Here is an interesting question that could test your knowledge and understanding of probabilities. If you fail to get the correct answer the first time, or even after considering it for a long time, do not worry, you are in esteemed company. Most get the answer wrong when they first attempt the problem, so take time to think about it.

You are in a casino playing in a tournament and during the break, a dealer takes out 3 cards from the deck -- two Deuces and one Ace. He then mixes the 3 cards, places them in a row, and takes a look at them (without showing anyone else) so he knows which card is the Ace and which are the 2 deuces.

He then says he will give you $10,000 if you can choose the Ace. You point to one of the cards (it does not matter which one) but before flipping it over, the dealer flips over one of the other 2 cards that you did NOT choose showing a deuce. Remember that the dealer knows what the cards are, so he always shows you a deuce, never an Ace. The dealer then offers you the chance to stick with your original card, or switch to the card you did not pick originally and that the dealer did not reveal to be a deuce.

So for example, you choose card B, the dealer flips over card C showing a deuce and says you can stick with card B, or switch to card A.

What gives you the best chance of winning the $10,000?
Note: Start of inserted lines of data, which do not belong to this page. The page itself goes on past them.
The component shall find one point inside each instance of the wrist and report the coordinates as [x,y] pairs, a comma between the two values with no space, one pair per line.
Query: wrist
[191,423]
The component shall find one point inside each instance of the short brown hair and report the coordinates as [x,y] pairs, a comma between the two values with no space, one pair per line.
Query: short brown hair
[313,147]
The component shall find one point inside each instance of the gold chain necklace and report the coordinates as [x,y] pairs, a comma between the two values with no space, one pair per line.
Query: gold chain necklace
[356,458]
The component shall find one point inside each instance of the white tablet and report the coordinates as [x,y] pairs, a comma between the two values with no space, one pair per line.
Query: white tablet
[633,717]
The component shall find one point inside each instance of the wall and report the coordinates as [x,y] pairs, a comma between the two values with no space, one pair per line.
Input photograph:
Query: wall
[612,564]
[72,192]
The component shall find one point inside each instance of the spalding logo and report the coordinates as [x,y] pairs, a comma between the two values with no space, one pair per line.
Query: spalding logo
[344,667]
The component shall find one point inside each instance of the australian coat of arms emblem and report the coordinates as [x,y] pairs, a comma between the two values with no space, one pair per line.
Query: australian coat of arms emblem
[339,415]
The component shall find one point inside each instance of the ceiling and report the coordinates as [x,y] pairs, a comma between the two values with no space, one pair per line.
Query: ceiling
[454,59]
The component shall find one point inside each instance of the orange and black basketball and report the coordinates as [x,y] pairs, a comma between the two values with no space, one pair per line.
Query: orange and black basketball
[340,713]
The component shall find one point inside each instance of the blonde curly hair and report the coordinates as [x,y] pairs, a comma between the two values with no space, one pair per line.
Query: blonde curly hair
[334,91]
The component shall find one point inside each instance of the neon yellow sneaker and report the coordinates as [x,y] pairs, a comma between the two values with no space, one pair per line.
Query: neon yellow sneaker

1. It makes no difference if you switch cards. As there are 2 remaining cards (1 Ace and 1 Deuce) you have a 50% chance of drawing the Ace either way.
2. Stick with your original card. You have a much better chance with it than with the other card.
3. Switch cards. Your odds improve if you dump your original card for the other.
4. There is not enough information to answer the question.

[eberetta1]

I have heard of something like this before. The story went like Deal or no deal, choose 1 of 30 cases. You buzz thru all the cases until the last case. And they offer you to switch your case for the last other case.
The logic stated to take the case you do not own, because the odds that you chose the right case in the very beginning was only like 3%. I chose to stick with the original case, but the debator said it is right to change cases. So I don't know, whichever works and wins you the dough is the right answer to me, not the averages. I'll go with option 3.

[watte29]

I guess its answer 3, I think I heard about this, but can´t explain

[Prawney]

You are meant to change as your card has 1/3 chance of being an ace. Other card has 2/3 chance. Pretty sure this was in 21

[SendCookies]

You are meant to change as your card has 1/3 chance of being an ace. Other card has 2/3 chance. Pretty sure this was in 21

We are talking about probability and odds in the long run. You have better EV by switching cards. When first purposed w/ the question your odds where 1 out of 3. After the card is expose you now have 1 out of 2 being your new odds on switching. I don't know the math or reasons why mathematically but, overall ev is better by switching cards. Great ?. Now lets see if we get an answer. GL all

[abwil2]

in 3 card monty isnt the odd card taken out with slight of hand? LOl i havent heard this one before so ill be the odd ball and go with option number 2

[aina27]

like all the options can be poibles to win, I prefer the first intention is intuition, option 2

[wasgeht]

gotta be 3... but i dont get what that should tell us xD

[panthers63]

Probability hasn't changed at all. If you cant go with your choice I'd advise using the exit door.

[wagon596]

Yes, same theory was in the movie "21" so I'm not going to tell. Goodluck people.